Technologie 4 Min. Lesezeit Von Moritz Albrecht
Warum ein kleiner Radar die Patriot-Produktion der Ukraine bremst
Der PAC-3-Seeker von Boeing ist technisch klein, aber politisch riesig: Die USA wollen verhindern, dass sensible Radartechnik über eine neue Produktionslinie bei Russland landet.
Ein großer Raketen-Deal hängt an einem Bauteil, das neben einem Patriot-Launcher fast unsichtbar wirkt. The Telegraph berichtet, dass die US-Regierung über die Freigabe des PAC-3 Ka-Band Active Radar Seeker von Boeing streitet. Genau dieser Sensor könnte entscheiden, wie viel die Ukraine bei einer künftigen Patriot-Lizenz wirklich selbst herstellen darf.
Der Seeker ist vereinfacht gesagt das Radarsystem des Abfangflugkörpers für die letzten Sekunden vor dem Treffer. Er erkennt und verfolgt das Ziel und liefert der Lenkung die Daten für die finale Kurskorrektur. PAC-3 arbeitet mit Hit-to-kill-Technik. Das bedeutet: Der Flugkörper soll die ankommende Rakete direkt treffen. Bei extrem hohen Geschwindigkeiten muss die Elektronik entsprechend präzise sein.
Donald Trump sagte am 8. Juli neben Wolodymyr Selenskyj beim NATO-Gipfel in Ankara, die Ukraine solle Patriots herstellen dürfen. Das klingt nach einer kompletten Fabrik, muss aber nicht so gemeint sein. Die Associated Press erklärte kurz danach, dass eine Lizenz auch nur Endmontage aus amerikanischen Bausätzen oder die Fertigung weniger sensibler Teile erlauben könnte.
Warum sind die USA so vorsichtig? Nach Angaben des Telegraph besteht die Sorge, dass Russland an technische Unterlagen gelangen könnte. Bei einem modernen Waffensystem geht es nicht nur darum, ob jemand ein fertiges Bauteil findet.
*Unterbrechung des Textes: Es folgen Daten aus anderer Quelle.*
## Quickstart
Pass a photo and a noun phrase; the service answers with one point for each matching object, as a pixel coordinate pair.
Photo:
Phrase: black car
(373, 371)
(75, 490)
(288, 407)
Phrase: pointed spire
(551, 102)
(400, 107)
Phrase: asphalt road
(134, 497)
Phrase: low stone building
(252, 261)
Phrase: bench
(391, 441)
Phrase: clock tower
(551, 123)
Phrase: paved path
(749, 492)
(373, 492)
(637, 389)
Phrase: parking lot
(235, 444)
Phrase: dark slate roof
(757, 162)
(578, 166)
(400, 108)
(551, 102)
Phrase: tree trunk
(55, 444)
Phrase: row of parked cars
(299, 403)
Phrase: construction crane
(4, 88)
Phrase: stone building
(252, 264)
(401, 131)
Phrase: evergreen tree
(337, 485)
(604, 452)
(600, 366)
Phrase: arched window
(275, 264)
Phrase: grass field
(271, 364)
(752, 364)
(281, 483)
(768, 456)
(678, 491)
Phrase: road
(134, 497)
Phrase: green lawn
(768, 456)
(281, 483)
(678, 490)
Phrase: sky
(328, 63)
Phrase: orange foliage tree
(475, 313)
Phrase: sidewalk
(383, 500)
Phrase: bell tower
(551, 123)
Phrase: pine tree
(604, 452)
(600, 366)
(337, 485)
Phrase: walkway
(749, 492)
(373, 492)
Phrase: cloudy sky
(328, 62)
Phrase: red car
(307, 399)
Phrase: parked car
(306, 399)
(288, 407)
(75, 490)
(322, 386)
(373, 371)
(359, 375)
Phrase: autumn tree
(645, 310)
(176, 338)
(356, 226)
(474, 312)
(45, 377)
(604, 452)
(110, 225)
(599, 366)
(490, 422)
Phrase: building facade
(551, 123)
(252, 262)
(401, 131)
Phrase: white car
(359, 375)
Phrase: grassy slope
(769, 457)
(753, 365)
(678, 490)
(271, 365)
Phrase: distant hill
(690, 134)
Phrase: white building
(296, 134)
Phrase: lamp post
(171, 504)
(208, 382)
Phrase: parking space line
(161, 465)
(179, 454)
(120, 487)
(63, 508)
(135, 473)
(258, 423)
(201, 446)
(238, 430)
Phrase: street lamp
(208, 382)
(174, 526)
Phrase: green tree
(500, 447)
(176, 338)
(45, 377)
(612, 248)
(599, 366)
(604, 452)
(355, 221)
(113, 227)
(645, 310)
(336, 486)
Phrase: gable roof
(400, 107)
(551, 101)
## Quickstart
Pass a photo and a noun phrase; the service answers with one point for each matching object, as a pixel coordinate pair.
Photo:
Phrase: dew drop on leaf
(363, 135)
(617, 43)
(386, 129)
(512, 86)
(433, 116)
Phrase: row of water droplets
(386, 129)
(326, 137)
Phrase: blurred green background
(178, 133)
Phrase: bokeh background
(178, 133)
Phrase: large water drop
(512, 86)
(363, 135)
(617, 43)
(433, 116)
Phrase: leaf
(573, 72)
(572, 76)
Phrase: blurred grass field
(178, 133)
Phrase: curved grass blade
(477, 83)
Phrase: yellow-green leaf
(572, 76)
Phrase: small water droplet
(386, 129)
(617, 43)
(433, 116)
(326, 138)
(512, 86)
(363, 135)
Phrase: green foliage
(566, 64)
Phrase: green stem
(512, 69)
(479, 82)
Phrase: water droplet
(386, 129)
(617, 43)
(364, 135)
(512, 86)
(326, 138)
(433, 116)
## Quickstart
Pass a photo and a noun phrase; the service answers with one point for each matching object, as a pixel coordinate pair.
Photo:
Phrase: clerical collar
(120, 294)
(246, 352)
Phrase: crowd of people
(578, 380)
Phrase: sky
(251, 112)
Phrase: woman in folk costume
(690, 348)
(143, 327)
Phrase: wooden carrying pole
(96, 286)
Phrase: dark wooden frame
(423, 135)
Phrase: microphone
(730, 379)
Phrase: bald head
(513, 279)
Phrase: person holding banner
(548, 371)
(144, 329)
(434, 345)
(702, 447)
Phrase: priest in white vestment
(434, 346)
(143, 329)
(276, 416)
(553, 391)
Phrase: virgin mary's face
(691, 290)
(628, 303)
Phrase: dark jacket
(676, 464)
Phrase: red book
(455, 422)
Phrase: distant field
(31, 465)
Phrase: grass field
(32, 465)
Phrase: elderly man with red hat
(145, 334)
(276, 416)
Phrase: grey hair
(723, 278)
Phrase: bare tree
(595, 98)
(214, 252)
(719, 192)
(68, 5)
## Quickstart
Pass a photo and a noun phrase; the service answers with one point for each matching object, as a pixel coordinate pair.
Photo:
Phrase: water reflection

Zeichnungen, Software, Testmethoden und die Erfahrung von Ingenieurinnen und Ingenieuren sind mindestens genauso wertvoll. Eine neue Fabrik würde deshalb viele neue Stellen schaffen, die geschützt werden müssen.
Auch der Standort ist kompliziert. Ein großes Patriot-Werk in der Ukraine wäre für Russland ein attraktives Angriffsziel. Der Telegraph schreibt deshalb, dass Deutschland oder ein anderes europäisches Land als Produktionsort diskutiert wird. Dort wäre die Anlage besser geschützt, müsste aber weiterhin nach amerikanischen Sicherheits- und Exportregeln arbeiten.
Deutschland baut schon Patriot-Raketen, aber nicht automatisch genau das, worüber jetzt gestritten wird. Der große COMLOG-Vertrag von 2024 betrifft GEM-T, eine weiterentwickelte PAC-2-Rakete. Das ist nicht dasselbe wie die vollständige Fertigung eines PAC-3-Seeker. Gleichzeitig wächst die europäische PAC-3-Infrastruktur: Mehrere NATO-Staaten prüfen seit Juli ein gemeinsames Wartungszentrum.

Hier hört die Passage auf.